Unlock The Gemini 1.5 Pro API (+ File API )

Google introduced Gemini 1.5 Pro in Google AI Studio, offering enhanced capabilities such as a 1 million context window and an API for programmatically interacting with the model. The new File API allows users to upload various types of content like images, videos, audio, and files for prompts, with methods for managing files and a 48-hour automatic deletion feature for storage management.

Google recently announced the availability of Gemini 1.5 Pro, which can be accessed in Google AI Studio by selecting the model. This version allows users to upload various types of content such as images, videos, audio, files, and folders, along with a 1 million context window for enhanced capabilities. While previously users were limited to manual drag-and-drop uploads, the new Gemini 1.5 Pro API enables users to interact with the model programmatically.

To begin using Gemini 1.5 via the API, users need to import the google-generativeai package and initialize the model with default settings. Text generation is similar to earlier versions, where users can generate content by passing a prompt string to the model. Responses are provided in markdown format, allowing for formatted outputs like titles and bold text.

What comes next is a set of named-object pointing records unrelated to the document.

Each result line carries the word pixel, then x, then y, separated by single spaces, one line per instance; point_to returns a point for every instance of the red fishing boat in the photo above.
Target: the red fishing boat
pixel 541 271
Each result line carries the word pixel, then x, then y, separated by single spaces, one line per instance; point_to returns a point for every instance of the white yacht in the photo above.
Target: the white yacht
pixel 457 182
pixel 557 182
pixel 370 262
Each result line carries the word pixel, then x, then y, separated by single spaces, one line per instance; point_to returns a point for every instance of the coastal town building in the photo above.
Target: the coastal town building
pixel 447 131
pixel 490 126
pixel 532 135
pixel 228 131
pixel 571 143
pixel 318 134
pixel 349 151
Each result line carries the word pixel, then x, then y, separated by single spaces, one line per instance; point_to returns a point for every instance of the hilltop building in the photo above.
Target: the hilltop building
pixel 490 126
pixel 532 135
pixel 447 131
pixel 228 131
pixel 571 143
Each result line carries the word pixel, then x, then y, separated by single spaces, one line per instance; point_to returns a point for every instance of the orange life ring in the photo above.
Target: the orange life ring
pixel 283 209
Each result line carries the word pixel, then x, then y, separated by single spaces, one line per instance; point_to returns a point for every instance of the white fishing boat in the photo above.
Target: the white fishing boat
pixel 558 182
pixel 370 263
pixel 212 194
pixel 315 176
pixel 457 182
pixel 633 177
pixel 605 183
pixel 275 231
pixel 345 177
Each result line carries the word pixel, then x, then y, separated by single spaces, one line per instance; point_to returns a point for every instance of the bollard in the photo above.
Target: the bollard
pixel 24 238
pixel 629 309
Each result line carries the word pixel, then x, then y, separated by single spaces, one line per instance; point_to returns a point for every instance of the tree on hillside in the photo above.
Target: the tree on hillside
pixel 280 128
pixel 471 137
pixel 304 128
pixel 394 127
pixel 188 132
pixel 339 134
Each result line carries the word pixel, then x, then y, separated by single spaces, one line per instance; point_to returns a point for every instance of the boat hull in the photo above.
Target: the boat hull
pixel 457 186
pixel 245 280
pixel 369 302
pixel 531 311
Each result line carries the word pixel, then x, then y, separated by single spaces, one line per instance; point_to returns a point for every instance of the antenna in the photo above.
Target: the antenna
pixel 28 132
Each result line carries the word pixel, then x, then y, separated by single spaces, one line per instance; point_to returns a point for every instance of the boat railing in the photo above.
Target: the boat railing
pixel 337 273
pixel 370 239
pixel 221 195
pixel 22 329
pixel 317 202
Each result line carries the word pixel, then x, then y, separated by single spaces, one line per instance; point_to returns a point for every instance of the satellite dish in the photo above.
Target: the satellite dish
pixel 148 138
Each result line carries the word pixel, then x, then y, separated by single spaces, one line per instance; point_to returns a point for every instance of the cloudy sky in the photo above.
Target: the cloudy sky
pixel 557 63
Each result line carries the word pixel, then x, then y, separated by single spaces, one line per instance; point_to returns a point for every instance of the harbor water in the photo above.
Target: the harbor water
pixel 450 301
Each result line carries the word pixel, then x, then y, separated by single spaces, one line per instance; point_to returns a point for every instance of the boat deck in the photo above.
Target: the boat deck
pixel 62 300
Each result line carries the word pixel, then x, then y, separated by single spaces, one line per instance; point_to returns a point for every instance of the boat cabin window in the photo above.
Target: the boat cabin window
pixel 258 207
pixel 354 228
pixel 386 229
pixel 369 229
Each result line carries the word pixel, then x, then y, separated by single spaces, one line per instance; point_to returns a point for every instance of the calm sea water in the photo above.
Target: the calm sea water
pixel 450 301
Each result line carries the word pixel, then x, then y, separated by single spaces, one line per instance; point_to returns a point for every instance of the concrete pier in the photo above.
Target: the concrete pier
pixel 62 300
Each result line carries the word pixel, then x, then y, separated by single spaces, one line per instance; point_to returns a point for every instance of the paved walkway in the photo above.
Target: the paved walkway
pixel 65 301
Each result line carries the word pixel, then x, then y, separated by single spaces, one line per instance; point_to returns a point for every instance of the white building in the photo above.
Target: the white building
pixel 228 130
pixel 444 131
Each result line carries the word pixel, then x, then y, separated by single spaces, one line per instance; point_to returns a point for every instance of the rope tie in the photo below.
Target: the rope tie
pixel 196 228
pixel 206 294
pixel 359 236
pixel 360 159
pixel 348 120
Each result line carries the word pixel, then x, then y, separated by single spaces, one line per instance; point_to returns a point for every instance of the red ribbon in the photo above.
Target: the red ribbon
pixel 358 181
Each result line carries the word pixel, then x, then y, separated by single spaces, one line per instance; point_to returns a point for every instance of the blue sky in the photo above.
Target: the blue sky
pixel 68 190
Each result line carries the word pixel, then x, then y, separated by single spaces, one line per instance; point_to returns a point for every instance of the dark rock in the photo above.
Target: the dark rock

The new File API in Gemini 1.5 Pro facilitates document uploads for use in prompts. Users can upload files and obtain metadata, which remains in memory for the model to access during processing. The API provides methods for uploading, retrieving metadata, and deleting files, with automatic deletion after 48 hours to manage storage.

Users can experiment with prompts containing images, enabling the model to generate descriptions based on the uploaded files. The API supports passing multiple images for comparisons or detailed descriptions. Additionally, users can check the token counts to understand the model’s limitations, with a maximum output of 8,000 tokens per request.

The API extends to audio files as well, allowing users to upload and process audio content with prompts for summaries and emotion detection. The model provides insights into the spoken content, emotions detected, and corresponding time codes. Users are encouraged to explore the capabilities of Gemini 1.5 Pro before potential limitations take effect in the future.